Der «Canis autisticus» – Gibt es Autismus bei Hunden?

Auf meinen Seminaren und Vorträgen begegnet mir immer wieder die Frage, ob es Autismus bei Hunden gebe. Und Hundehalter, die überzeugt davon sind, einen «Canis autisticus» ihr Eigen zu nennen. Auch ich gehöre dazu, seit vor mittlerweile 13 Jahren ein türkischer Mülltonnenhund bei mir eingezogen ist. Das «Dönertier » hatte schon nach kurzer Zeit den Zweitnamen «Canis autisticus», weil sie einfach anders war als alle anderen Hunde, die mir bis dato begegnet waren. Liebenswert anders, aber eben anders.

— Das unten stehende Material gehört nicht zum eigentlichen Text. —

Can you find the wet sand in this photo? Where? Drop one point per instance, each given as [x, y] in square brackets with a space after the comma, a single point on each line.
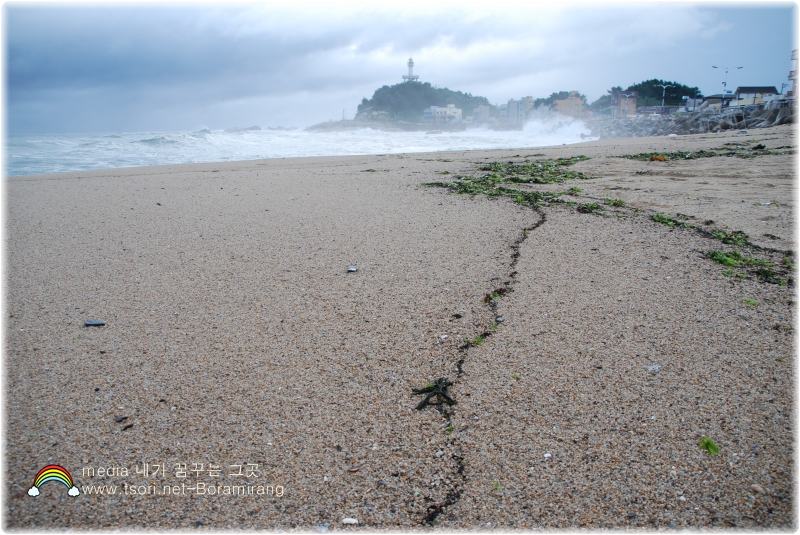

Text und Fotos: Sophie Strodtbeck

Abgesehen von vielen «normalen Problemen», die Hunde aus dem Ausland öfter im Gepäck haben, die mit einem halben Jahr von der Strasse eingesammelt und in eine Wohnung in die Grossstadt verfrachtet werden, ohne sie zu fragen, ob sie hier als Hund mit Migrationshintergrund leben wollen, hatte sie etwas an sich, das mich von Beginn an Autismus hat denken lassen. Ich hatte ständig das Gefühl, sie sei überhaupt nicht anwesend, sondern lebe in einer anderen, ganz eigenen Welt, zu der sonst niemand Zutritt hat. Oft stand sie minutenlang da und schaute einfach in die Ferne, war durch nichts und niemanden anzusprechen, weder durch mich noch andere Hunde noch Geräusche um uns herum. Oder sie schnupperte eine Ewigkeit an einem einzigen Grashalm und vergass alles andere. Dann wiederum bespielte sie voller Elan Regenwürmer und schaute furchtbar enttäuscht, wenn diese nicht auf ihre Spielaufforderung reagierten. Mit andern Hunden spielte sie nie. Eine Bindung zu ihr aufzubauen, gelang mir erst nach vielen Jahren.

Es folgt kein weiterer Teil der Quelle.